Esses não foram atos espontâneos de desespero. Foram crimes premeditados, executados para criar terror, minar o moral e forçar a rendição política. O governo britânico na época classificou o Irgun como uma organização terrorista e colocou uma recompensa pela captura de Menachem Begin, seu líder. Begin viveu escondido sob uma identidade falsa – não como um lutador pela liberdade, mas como um fugitivo.
E, no entanto, três décadas depois, Begin estava como Primeiro-Ministro de Israel. Ele recebeu o Prêmio Nobel da Paz. O partido Herut, que ele fundou, tornou-se o Likud, o partido governante de Israel hoje. A linha de Deir Yassin a Netanyahu não é simbólica – é direta e contínua, uma linhagem política enraizada no derramamento de sangue e normalizada pelo poder.
Em uma das intervenções mais moralmente penetrantes na história do conflito, Albert Einstein, junto com pensadores como Hannah Arendt e Sidney Hook, escreveu uma carta ao The New York Times (4 de dezembro de 1948), denunciando Menachem Begin e seu partido Herut. A carta comparava explicitamente sua ideologia e táticas às dos regimes nazista e fascista.
“O incidente de Deir Yassin exemplifica o caráter e as ações do Partido Herut… um partido político intimamente relacionado em sua organização, métodos, filosofia política e apelo social aos partidos nazista e fascista.”
Einstein, um judeu e sionista de consciência, reconheceu que um estado construído sobre o terror não seria um refúgio para os judeus, mas uma maldição sobre eles. Seu aviso não foi ouvido. O mundo preferiu a ilusão de um nascimento milagroso à verdade de um nascimento violento.
O massacre de Deir Yassin não foi um efeito colateral trágico de uma guerra pela independência. Foi uma ferramenta deliberada de construção nacional, parte de uma campanha coordenada para despovoar a Palestina. A Nakba – a catástrofe que viu mais de 700.000 palestinos expulsos – não aconteceu no vácuo. Foi preparada por massacres, reforçada por atentados e finalizada por terror.
O terrorismo não foi incidental ao nascimento de Israel. Foi fundamental.
Queimar uma criança viva no forno de seu pai não é um ato de guerra. É um ato de intenção genocida. E quando tais atos não são apenas tolerados, mas recompensados com a formação de um estado, legitimidade e silêncio internacional, não apenas falhamos com a justiça – a invertemos.
O mundo hoje torce as mãos sobre a intratabilidade do conflito, como se ele nascesse de ódios antigos ou intransigência religiosa. Mas a raiz está aqui, nas cinzas de Deir Yassin, no silêncio sobre o assassinato de Abdoul Ra’ouf, na normalização do terrorismo quando serve aos poderosos.

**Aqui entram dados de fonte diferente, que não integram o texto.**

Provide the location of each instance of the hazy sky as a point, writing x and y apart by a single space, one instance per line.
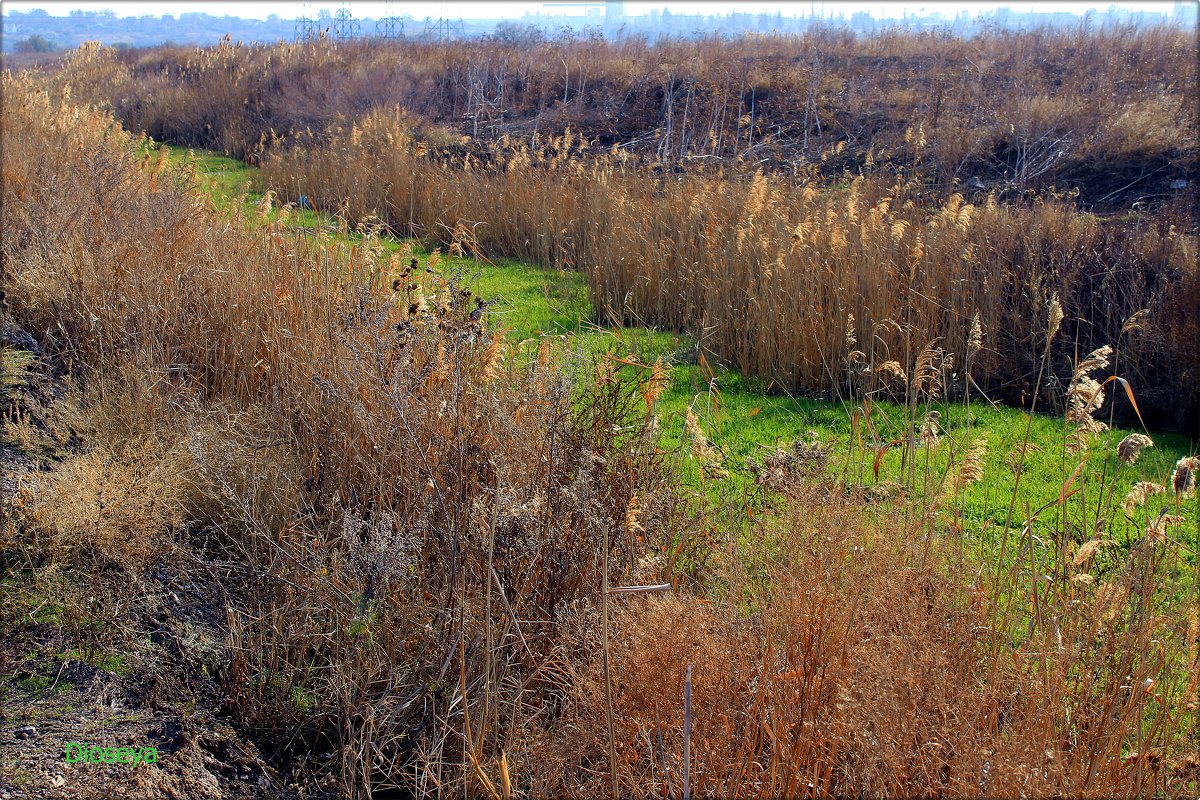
497 10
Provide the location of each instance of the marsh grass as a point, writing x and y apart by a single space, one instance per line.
426 527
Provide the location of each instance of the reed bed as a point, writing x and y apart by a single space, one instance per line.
1108 110
787 277
432 537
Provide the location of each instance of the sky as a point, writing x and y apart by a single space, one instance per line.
516 8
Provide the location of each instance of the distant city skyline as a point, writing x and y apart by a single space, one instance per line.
517 10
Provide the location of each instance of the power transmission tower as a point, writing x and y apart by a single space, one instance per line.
443 30
306 28
390 28
345 25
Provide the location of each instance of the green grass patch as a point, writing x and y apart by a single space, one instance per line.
742 419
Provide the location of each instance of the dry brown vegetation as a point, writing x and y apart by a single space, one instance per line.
1110 112
771 271
424 529
859 226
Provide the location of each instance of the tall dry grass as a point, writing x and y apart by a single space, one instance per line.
768 271
424 528
1110 110
411 507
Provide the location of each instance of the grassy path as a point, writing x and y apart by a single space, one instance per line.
741 419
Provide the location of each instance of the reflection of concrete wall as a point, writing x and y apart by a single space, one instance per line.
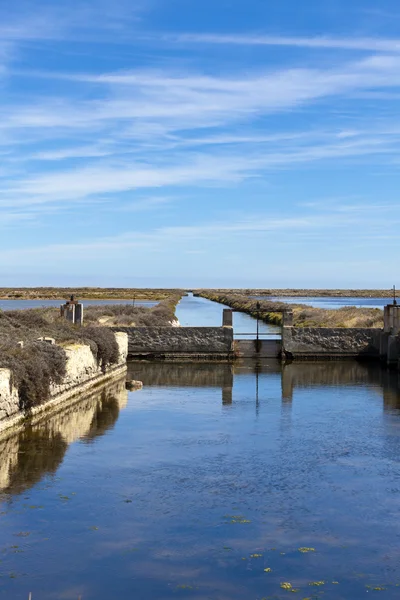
180 374
300 375
318 342
257 349
179 341
82 372
39 447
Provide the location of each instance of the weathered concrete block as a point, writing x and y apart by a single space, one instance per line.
227 317
391 317
321 342
393 352
9 400
178 341
264 349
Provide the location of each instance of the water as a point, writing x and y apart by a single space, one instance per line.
330 302
194 486
24 304
198 312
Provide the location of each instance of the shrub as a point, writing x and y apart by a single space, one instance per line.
34 368
106 348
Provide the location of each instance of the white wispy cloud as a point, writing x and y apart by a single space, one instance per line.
356 225
367 44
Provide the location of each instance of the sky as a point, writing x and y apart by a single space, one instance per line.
221 143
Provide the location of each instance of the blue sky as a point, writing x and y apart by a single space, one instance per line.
215 143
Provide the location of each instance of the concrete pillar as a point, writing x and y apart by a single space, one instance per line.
227 317
391 316
70 313
393 353
287 318
383 348
79 314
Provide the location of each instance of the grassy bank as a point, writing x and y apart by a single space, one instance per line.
87 293
304 316
161 315
36 365
306 293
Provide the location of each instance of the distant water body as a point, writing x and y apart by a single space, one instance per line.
24 304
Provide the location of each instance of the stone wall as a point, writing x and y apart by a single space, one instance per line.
84 416
9 400
179 342
260 349
82 373
330 343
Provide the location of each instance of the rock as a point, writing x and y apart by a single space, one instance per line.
133 386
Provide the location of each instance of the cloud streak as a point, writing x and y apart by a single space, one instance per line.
364 44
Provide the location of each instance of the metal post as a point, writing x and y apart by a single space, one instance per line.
258 317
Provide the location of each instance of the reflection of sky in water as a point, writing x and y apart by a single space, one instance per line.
199 312
329 303
24 304
170 495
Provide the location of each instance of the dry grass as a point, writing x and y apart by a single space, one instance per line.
37 365
305 293
304 316
87 293
161 315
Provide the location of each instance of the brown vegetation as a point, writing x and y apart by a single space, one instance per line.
37 365
161 315
86 293
304 316
305 293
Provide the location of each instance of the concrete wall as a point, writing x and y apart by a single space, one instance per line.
260 349
179 342
84 416
9 400
319 342
82 373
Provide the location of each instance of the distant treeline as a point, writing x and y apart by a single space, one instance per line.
304 293
304 316
87 293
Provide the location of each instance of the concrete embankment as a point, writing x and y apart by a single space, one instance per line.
82 374
330 343
211 343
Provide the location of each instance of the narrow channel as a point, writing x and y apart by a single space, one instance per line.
193 311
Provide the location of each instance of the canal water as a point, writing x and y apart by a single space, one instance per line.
215 482
24 304
199 312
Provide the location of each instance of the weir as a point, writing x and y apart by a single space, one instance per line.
295 343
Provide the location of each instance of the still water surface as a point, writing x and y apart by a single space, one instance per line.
199 312
24 304
206 484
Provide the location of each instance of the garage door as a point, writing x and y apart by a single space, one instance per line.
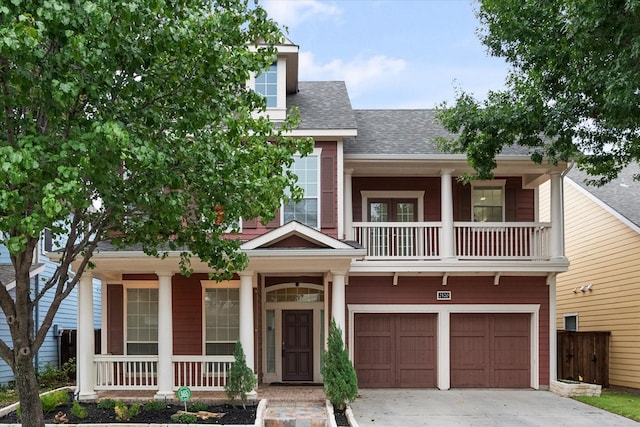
491 350
395 350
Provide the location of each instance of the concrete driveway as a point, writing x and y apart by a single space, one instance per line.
508 408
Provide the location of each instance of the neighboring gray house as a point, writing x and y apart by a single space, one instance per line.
66 317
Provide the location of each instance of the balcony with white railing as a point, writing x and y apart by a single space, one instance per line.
518 241
119 372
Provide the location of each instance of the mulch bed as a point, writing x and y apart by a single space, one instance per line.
232 415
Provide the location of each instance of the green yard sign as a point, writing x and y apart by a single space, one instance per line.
184 394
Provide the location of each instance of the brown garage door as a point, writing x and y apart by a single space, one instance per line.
490 350
395 350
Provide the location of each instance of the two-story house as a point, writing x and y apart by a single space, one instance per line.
435 283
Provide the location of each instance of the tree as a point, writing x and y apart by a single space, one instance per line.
573 91
242 380
340 380
130 121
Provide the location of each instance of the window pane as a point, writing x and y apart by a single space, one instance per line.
487 204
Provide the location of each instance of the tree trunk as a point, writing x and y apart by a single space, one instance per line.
27 387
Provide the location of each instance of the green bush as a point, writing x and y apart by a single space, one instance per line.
124 412
197 406
79 411
106 404
50 377
184 419
154 405
241 378
340 380
51 401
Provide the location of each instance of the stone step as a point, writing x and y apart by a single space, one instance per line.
295 414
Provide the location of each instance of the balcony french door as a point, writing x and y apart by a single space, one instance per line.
386 240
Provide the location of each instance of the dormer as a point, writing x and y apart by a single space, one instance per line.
279 80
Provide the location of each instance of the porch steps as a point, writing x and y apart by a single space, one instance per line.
296 414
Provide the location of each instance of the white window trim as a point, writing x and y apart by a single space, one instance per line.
316 153
212 284
366 195
279 112
564 320
490 183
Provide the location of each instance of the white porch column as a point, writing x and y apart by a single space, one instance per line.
553 340
446 210
246 318
348 205
165 337
338 301
444 348
86 346
557 217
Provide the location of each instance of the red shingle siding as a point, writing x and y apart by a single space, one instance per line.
187 314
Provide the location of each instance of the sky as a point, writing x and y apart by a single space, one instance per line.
391 53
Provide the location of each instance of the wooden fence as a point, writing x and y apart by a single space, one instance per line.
584 356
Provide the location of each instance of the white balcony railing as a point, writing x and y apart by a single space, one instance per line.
471 240
119 372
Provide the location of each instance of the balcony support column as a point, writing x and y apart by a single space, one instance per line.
338 300
246 318
446 211
165 337
86 346
557 217
348 205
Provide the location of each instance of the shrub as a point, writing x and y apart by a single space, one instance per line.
51 401
184 419
340 380
106 404
241 378
154 405
50 377
124 412
78 410
197 406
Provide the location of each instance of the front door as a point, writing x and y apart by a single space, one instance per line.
297 345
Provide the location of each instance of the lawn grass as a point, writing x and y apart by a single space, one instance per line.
617 402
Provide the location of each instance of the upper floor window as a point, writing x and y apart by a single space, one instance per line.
488 202
266 84
307 210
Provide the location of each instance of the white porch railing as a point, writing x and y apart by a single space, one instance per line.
118 372
472 240
201 372
115 372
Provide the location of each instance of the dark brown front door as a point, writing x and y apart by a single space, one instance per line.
297 345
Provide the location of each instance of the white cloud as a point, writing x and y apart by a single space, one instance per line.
292 13
359 73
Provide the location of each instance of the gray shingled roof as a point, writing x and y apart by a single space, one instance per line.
622 194
402 132
323 105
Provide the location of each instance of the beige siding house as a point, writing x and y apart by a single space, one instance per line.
601 290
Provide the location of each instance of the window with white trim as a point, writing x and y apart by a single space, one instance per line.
307 210
222 320
570 322
266 84
142 321
488 202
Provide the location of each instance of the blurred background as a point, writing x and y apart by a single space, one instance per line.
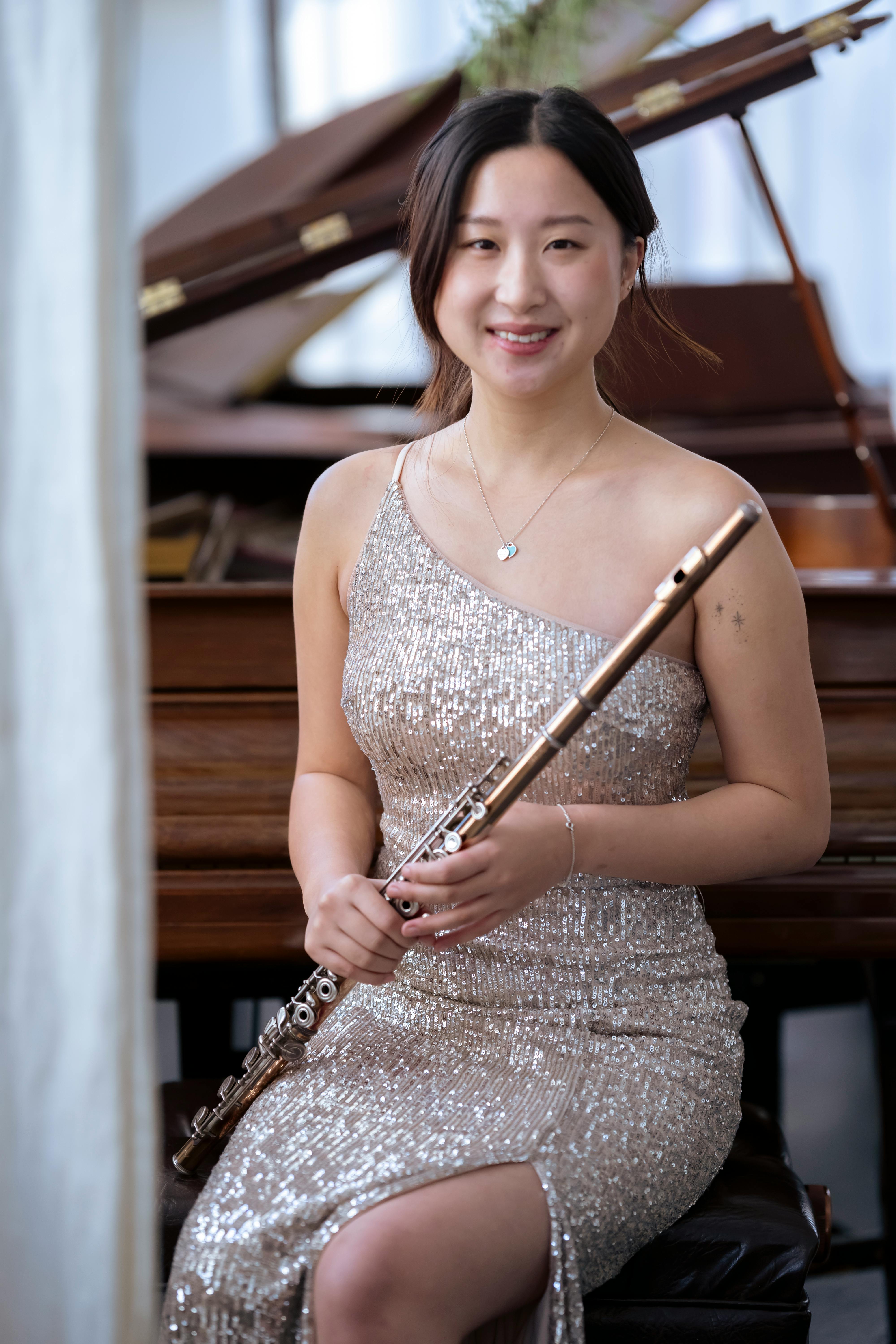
220 80
221 85
203 306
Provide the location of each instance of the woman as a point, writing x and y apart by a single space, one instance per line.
541 1075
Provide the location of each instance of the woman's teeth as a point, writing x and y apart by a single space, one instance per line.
523 341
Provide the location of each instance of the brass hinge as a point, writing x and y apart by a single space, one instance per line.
162 298
326 233
832 28
659 99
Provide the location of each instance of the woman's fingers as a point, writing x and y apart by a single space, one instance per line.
457 868
377 912
357 927
361 962
432 896
459 917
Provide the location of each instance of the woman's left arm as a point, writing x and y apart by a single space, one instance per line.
773 816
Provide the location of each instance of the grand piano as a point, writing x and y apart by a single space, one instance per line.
220 282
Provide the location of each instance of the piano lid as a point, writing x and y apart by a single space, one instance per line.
306 226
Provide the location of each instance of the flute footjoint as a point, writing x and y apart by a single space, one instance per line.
479 806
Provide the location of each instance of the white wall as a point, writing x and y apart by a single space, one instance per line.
340 53
829 150
203 101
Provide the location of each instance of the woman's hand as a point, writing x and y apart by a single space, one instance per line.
354 932
511 866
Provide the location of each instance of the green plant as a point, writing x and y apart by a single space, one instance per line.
528 48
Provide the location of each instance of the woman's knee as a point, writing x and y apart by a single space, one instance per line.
361 1290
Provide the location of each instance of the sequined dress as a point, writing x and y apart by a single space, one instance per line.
593 1036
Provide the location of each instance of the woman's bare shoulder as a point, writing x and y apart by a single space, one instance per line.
345 499
691 491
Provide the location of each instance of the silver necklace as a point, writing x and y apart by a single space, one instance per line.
508 550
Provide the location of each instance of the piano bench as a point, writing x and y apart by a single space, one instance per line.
734 1267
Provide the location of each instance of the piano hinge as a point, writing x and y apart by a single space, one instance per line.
326 233
829 29
162 298
659 99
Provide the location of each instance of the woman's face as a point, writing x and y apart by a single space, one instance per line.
536 274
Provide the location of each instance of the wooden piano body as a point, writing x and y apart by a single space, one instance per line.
225 734
222 657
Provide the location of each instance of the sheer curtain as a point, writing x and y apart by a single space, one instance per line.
77 1120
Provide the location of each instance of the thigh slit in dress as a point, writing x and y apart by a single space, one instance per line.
593 1036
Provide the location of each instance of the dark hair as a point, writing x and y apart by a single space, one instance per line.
563 120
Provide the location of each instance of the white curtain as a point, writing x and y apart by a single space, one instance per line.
77 1127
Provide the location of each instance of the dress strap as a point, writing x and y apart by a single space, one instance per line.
400 463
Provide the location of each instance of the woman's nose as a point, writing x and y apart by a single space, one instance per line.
520 282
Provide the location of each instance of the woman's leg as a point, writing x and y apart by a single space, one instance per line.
431 1267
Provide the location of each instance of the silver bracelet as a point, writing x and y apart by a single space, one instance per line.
571 830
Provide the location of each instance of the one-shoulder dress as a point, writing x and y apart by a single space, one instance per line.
592 1036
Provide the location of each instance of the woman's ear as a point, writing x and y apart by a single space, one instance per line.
632 259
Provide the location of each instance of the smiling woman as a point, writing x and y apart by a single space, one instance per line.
581 136
542 1072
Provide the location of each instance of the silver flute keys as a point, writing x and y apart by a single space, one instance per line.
476 807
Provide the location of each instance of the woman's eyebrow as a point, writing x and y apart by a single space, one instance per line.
546 224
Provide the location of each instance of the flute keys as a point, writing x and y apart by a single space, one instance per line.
304 1017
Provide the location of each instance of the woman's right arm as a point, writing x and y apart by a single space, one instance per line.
332 823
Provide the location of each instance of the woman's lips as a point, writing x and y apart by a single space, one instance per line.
522 343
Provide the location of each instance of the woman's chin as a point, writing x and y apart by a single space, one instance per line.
536 380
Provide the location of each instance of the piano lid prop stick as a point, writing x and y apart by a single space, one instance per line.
867 454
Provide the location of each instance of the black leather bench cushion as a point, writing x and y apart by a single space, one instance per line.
750 1238
733 1268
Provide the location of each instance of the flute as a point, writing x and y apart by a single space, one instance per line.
477 807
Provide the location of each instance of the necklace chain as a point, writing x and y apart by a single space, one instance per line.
508 546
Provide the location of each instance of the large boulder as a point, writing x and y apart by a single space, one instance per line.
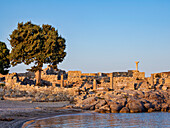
135 106
103 109
124 110
88 104
115 106
165 107
148 106
100 104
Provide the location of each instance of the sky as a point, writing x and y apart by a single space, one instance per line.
101 35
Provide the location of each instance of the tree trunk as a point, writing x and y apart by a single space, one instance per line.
38 77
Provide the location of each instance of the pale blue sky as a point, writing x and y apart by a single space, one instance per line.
101 35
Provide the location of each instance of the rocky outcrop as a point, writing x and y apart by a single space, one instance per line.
126 101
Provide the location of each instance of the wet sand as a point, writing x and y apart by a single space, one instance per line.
13 114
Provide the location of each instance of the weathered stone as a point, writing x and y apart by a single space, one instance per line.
124 110
148 105
135 106
100 104
165 107
115 107
105 109
151 110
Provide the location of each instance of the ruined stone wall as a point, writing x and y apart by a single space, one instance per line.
139 75
123 83
74 76
89 74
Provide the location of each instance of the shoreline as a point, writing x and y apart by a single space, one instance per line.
13 114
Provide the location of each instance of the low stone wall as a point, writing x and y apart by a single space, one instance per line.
123 83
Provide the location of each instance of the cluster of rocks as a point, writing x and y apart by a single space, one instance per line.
102 101
35 96
125 101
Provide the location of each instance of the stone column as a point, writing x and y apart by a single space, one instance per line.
38 77
152 80
111 80
136 65
62 81
94 84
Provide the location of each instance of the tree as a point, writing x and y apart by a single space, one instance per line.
41 45
4 61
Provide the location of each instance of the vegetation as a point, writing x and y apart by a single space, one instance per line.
40 45
4 61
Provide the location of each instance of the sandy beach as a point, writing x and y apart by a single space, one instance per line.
13 114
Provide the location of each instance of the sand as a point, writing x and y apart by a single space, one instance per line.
13 114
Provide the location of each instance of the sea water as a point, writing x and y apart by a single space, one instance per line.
111 120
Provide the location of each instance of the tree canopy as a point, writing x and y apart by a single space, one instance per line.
33 43
4 61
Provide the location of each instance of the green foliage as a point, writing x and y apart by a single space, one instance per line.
41 45
4 61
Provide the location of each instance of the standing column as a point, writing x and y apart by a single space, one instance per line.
94 84
137 62
111 80
62 81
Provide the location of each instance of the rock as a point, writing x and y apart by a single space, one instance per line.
100 104
164 107
88 107
105 109
135 106
122 101
124 110
88 104
148 105
151 110
157 105
164 88
115 107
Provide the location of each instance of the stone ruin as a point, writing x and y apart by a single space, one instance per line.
131 80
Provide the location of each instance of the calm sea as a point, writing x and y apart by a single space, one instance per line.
111 120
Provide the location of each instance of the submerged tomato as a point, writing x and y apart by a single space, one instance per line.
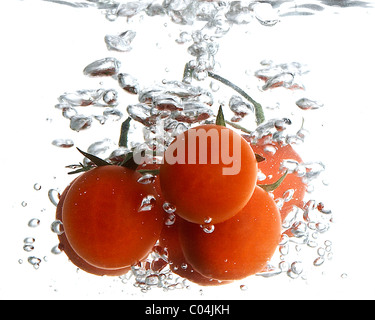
73 256
293 188
169 240
209 173
111 220
238 247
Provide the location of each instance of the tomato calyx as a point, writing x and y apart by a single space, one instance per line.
275 185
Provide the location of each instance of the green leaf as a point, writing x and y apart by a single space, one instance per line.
275 185
96 160
220 121
129 162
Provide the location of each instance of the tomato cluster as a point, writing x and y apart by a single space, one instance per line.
226 227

Lembrar Abdoul Ra’ouf é desafiar a arquitetura moral de nossa era. É dizer que as vidas palestinas não são descartáveis. Que o terror, quando empregado pelos vitoriosos, ainda é terror. Que o silêncio, quando protege os fortes, é cumplicidade.
E é ecoar o apelo de Einstein: Não construa um futuro sobre os ossos dos inocentes.
A justiça começa com a verdade. E a verdade é esta: o estado de Israel nasceu no terror. E enquanto esse fundamento não for reconhecido, o derramamento de sangue continuará – não por causa do destino, mas por causa da negação.